Inclusive, teria sido uma das virgens vestais, conta a lenda, que foi impregnada pelo deus da guerra Marte e deu a luz a Rômulo e Remo, sendo o primeiro o fundador de Roma.

Descrever cada um dos templos é uma tarefa maçante e pouco interessante pra quem não está vendo. Assim, ressalto a importância da Cloaca Maxima, o sistema avançadíssimo de águas e esgotos, para a época; o Senado, em cujos degraus todo mundo acha que Júlio César foi esfaqueado, quando na verdade a conspiração (até tu, Brutus?) aconteceu num teatro perto do Campo Dei Fiori; e o Templo De Saturno, onde acontecia a Saturnalia, bacanal generalizado com putaria para todos os gostos.

Depois dessa jornada, era hora de pegar um arzinho mais fresco, dentro do Museu Capitolini, na praça do Campidoglio, no topo da Via Dei Fori Imperiali. Com uma impressionante coleção de esculturas romanas, entre as quais a estátua de Marco Aurélio, cujo projeto de restauração envolveu Michelangelo, a estátua da loba que teria amamentado Rômulo e seu irmão e a Medusa de Bernini, ainda tinha no subsolo vários epitáfios antigos, um deles até com buraco para as mãos de ladrões de sepulturas e esculturas romanas a rodo espalhadas pelos museus (são dois ligados pela passagem subterrânea). Para quem não sabe porra nenhuma de latim, qualquer coisa terminada em "i", geralmente, é plural. Foro = fori, panino = panini, biglietto = biglietti. Daí já atentar para o fato de que ao pedir um "panini" em qualquer lugar do mundo, você é analfabeto.

Descendo pelo antigo Teatro Marcello e passando pelos restos do Portico D'Ottavia, entro no antigo Gueto Judeu, onde tomo o melhor sorvete de pistache da minha vida. Vejo a Isola Tiberina, a ilhazinha ligada a Roma pela Ponte Fabrizio, a mais antiga da cidade. Diz a lenda que a ilha surgiu quando o corpo sem vida do tirano Tarquinius foi jogado pelos romanos irados no Rio Tibre e um monte de sujeira e folhagens acumulou-se nele, formando a ilha. Curiosamente, ela é associada a curas milagrosas. Trivia à parte, prossigo meu caminho em direção à praça da Bocca Della Veritá. Quem viu o clássico "A Princesa e o Plebeu", com Audrey Hepburn, deve se lembrar da cena dentro da Igreja Santa Maria in Cosmedin, onde ela desafia Cary Grant a colocar a mão dentro da Bocca Della Veritá, uma imagem de pedra na entrada da igreja com um buraco onde, desde os tempos medievais, acreditava-se que um mentiroso que enfiasse a mão lá dentro teria a mesma arrancada a mordida.
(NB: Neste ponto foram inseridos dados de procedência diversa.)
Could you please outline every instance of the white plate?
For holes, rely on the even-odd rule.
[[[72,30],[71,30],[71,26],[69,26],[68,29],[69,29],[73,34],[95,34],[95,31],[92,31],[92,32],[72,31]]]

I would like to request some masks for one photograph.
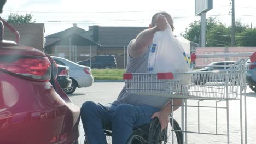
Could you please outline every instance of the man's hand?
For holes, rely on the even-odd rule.
[[[165,16],[162,14],[159,14],[156,17],[155,22],[158,28],[158,31],[161,31],[165,30],[167,27],[167,21]]]
[[[165,112],[164,111],[160,111],[156,112],[151,116],[151,118],[153,119],[157,117],[159,122],[161,124],[161,131],[164,130],[169,123],[169,113]]]

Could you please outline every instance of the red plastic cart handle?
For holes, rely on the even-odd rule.
[[[172,73],[158,73],[158,80],[173,79]]]
[[[125,73],[123,74],[123,79],[124,80],[132,79],[132,74],[130,73]]]

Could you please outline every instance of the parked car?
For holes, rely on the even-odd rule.
[[[73,93],[77,87],[86,87],[92,85],[94,77],[90,67],[80,65],[63,58],[55,56],[52,57],[57,64],[68,66],[70,68],[69,76],[72,83],[71,87],[64,89],[66,93]]]
[[[210,63],[207,67],[202,69],[194,70],[194,71],[199,72],[199,74],[195,74],[193,76],[193,81],[196,85],[205,85],[206,82],[221,82],[225,81],[224,74],[223,75],[207,75],[206,71],[213,71],[218,72],[225,71],[229,69],[232,65],[235,64],[235,61],[222,61],[215,62]],[[202,72],[200,74],[200,72]]]
[[[91,68],[117,68],[117,61],[113,55],[98,55],[92,56],[85,61],[78,62],[79,65],[90,66]]]
[[[50,60],[36,49],[0,41],[0,143],[77,142],[80,109],[60,88]]]
[[[67,89],[71,87],[72,80],[69,77],[69,67],[57,64],[58,75],[57,81],[61,88]]]
[[[249,85],[251,89],[256,92],[256,62],[252,63],[249,59],[246,62],[246,83]]]

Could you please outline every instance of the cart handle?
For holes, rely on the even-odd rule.
[[[250,60],[252,63],[254,63],[256,62],[256,52],[254,52],[253,54],[251,55],[250,56]]]
[[[173,79],[174,77],[172,73],[158,73],[156,75],[158,80],[170,80]],[[123,78],[124,80],[131,80],[132,79],[132,73],[124,73],[123,74]]]
[[[10,29],[10,31],[11,31],[11,32],[13,32],[13,33],[15,34],[16,43],[17,43],[17,44],[19,44],[19,43],[20,43],[20,34],[19,34],[18,31],[17,31],[17,30],[16,30],[13,27],[12,27],[10,25],[9,25],[8,23],[7,23],[5,21],[4,21],[1,17],[0,17],[0,21],[2,21],[3,24],[5,25],[9,28],[9,29]]]

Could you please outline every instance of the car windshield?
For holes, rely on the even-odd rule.
[[[71,61],[68,60],[68,59],[65,59],[65,58],[61,58],[61,57],[53,57],[53,58],[54,58],[54,59],[56,58],[57,59],[59,59],[59,61],[66,61],[68,63],[71,63],[72,64],[75,64],[75,65],[79,65],[79,64],[78,64],[77,63],[74,63],[74,62],[73,62],[72,61]]]
[[[211,67],[211,66],[214,65],[216,63],[211,63],[209,64],[208,65],[207,65],[207,66],[204,67],[203,69],[209,69],[209,68],[210,68],[211,67]]]

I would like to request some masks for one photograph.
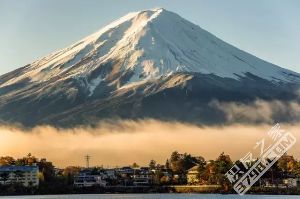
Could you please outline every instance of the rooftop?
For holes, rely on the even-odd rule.
[[[30,171],[38,170],[38,166],[8,166],[0,167],[0,172],[16,171]]]

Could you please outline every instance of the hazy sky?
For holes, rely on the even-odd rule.
[[[128,12],[156,7],[300,72],[298,0],[0,0],[0,75],[67,47]]]

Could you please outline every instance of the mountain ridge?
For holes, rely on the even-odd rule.
[[[130,13],[0,76],[0,120],[58,126],[116,117],[224,123],[212,99],[294,100],[300,83],[299,74],[160,8]],[[207,111],[212,116],[205,118]]]

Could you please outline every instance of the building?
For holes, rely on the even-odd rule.
[[[284,185],[288,188],[296,188],[297,187],[297,179],[287,178],[283,180]]]
[[[32,166],[1,166],[0,175],[2,173],[8,174],[7,180],[4,180],[3,177],[0,177],[1,184],[19,182],[25,186],[39,185],[39,166],[35,163],[33,163]]]
[[[93,185],[105,186],[105,182],[102,180],[100,175],[79,173],[74,178],[74,185],[76,187],[89,187]]]
[[[116,171],[114,169],[106,169],[104,172],[101,173],[101,176],[102,179],[110,178],[111,179],[116,179],[118,176],[116,175]]]
[[[121,174],[123,173],[126,174],[132,174],[133,173],[134,173],[134,170],[128,166],[123,167],[120,171],[120,174]]]
[[[188,183],[195,183],[199,181],[197,177],[197,169],[198,169],[198,166],[195,166],[188,170],[188,173],[187,174],[188,178]]]
[[[140,171],[142,173],[148,173],[149,171],[149,167],[141,167]]]
[[[133,184],[135,186],[149,185],[152,184],[152,174],[137,173],[133,175]]]

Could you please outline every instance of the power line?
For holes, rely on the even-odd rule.
[[[87,156],[84,156],[85,159],[86,160],[86,167],[87,168],[89,168],[90,167],[90,165],[89,165],[89,160],[90,159],[90,158],[91,158],[90,156],[89,156],[89,155],[87,155]]]

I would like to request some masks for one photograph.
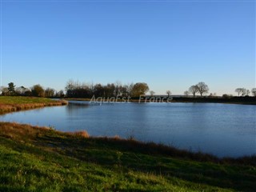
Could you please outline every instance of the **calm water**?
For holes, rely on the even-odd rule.
[[[256,154],[256,106],[212,103],[70,102],[0,116],[0,121],[50,126],[94,136],[134,136],[218,157]]]

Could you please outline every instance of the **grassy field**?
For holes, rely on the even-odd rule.
[[[54,101],[45,98],[33,97],[0,97],[0,114],[30,110],[38,107],[66,105],[66,101]]]
[[[0,122],[0,191],[255,191],[255,160]]]
[[[0,97],[0,113],[65,104]],[[0,191],[256,191],[255,181],[255,156],[219,159],[86,131],[0,122]]]

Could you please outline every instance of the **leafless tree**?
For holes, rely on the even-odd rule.
[[[252,94],[254,97],[256,97],[256,88],[251,89],[251,94]]]
[[[238,93],[238,96],[240,96],[240,94],[242,93],[242,88],[237,88],[234,91]]]
[[[189,91],[193,94],[194,98],[195,97],[196,93],[198,92],[198,86],[191,86],[189,89]]]
[[[203,82],[198,82],[197,85],[198,91],[200,94],[201,97],[202,96],[203,94],[207,94],[209,91],[209,87],[208,86]]]
[[[186,97],[188,97],[190,95],[190,91],[188,91],[188,90],[184,91],[184,95]]]
[[[170,95],[171,95],[170,90],[166,90],[166,94],[168,95],[168,97],[170,97]]]
[[[154,90],[150,90],[150,96],[153,96],[155,94],[155,92]]]

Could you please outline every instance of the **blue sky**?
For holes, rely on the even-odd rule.
[[[255,2],[2,1],[2,80],[255,86]]]

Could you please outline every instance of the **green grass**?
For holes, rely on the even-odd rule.
[[[18,96],[0,96],[0,103],[6,105],[57,102],[50,98]]]
[[[46,98],[0,96],[0,114],[38,107],[66,105],[67,102]]]
[[[0,122],[0,191],[255,191],[255,157]]]

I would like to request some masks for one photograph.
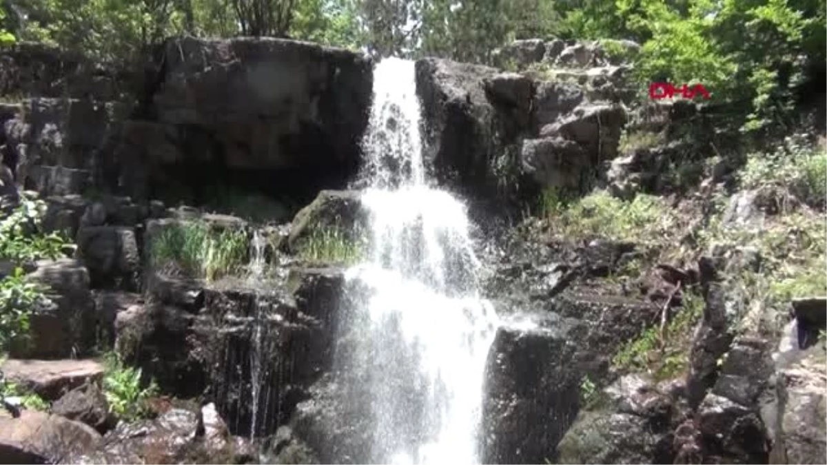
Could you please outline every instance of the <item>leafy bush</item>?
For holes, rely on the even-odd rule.
[[[41,258],[65,256],[74,246],[60,232],[45,233],[41,228],[45,202],[23,197],[20,204],[0,220],[0,258],[22,263]]]
[[[547,191],[544,204],[552,228],[569,237],[655,239],[662,237],[674,219],[660,199],[646,194],[622,200],[597,191],[566,201],[557,191]]]
[[[26,342],[30,314],[38,305],[49,303],[47,290],[29,281],[21,268],[0,280],[0,351]]]
[[[246,265],[249,241],[244,231],[213,230],[197,221],[165,228],[152,242],[154,266],[187,276],[215,280]]]
[[[110,411],[126,421],[146,416],[150,412],[146,401],[158,392],[155,381],[143,387],[141,369],[124,366],[117,354],[106,354],[104,362],[103,394]]]
[[[795,137],[769,153],[750,155],[740,174],[746,189],[776,186],[787,189],[807,204],[827,207],[827,152]]]
[[[617,352],[612,359],[615,368],[647,372],[656,380],[670,379],[686,368],[692,331],[703,314],[704,301],[690,293],[682,298],[683,307],[667,324],[663,340],[660,328],[645,329]]]
[[[308,261],[352,265],[364,256],[362,244],[337,228],[317,229],[303,242],[299,256]]]
[[[17,397],[20,400],[20,405],[24,408],[34,410],[45,411],[49,410],[49,402],[34,392],[30,392],[17,384],[5,381],[0,385],[0,399]]]

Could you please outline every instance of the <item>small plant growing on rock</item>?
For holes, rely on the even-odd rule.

Não tirei a clássica foto, havia uma fila imensa, mas dentro da igreja estava algo bem mais interessante: os ossos de São Valentim, o mesmo do Dia Dos Namorados.

Foi um dia propício, aliás, para ossos...

Saindo da igreja, com o sol ainda a pino, enchi a garrafinha na fonte da praça (sempre gelada) e atravessei o Circo Massimo, antigo palco das corridas de bigas, hoje um imenso descampado, um Autorama abandonado. Próxima parada: Monte Palatino.

NOTA DO TRADUTOR: Meu guia é em inglês e aqui é tudo é em italiano, logo, a tradução dos lugares, ruas, monumentos e pessoas é puramente palpite, se eu estiver errado, me corrijam, ou calem a boca.

Logo, de volta ao Monte Palatino. Foi o primeiro assentamento de Roma, onde viveram os etruscos, que desciam a colina para enterrar seus mortos no vale encharcado. Lá teria vivido Rômulo, cujas ruínas de casa determinam a idade do surgimento da cidade. Logo depois, virou espécie de moradia dos ricos romanos, com uma vista privilegiada do Fórum. Encontrei vários brasileiros na fila pra entrar na casa de Augusto, onde alguns afrescos na parede permaneciam quase intactos após milhares de anos.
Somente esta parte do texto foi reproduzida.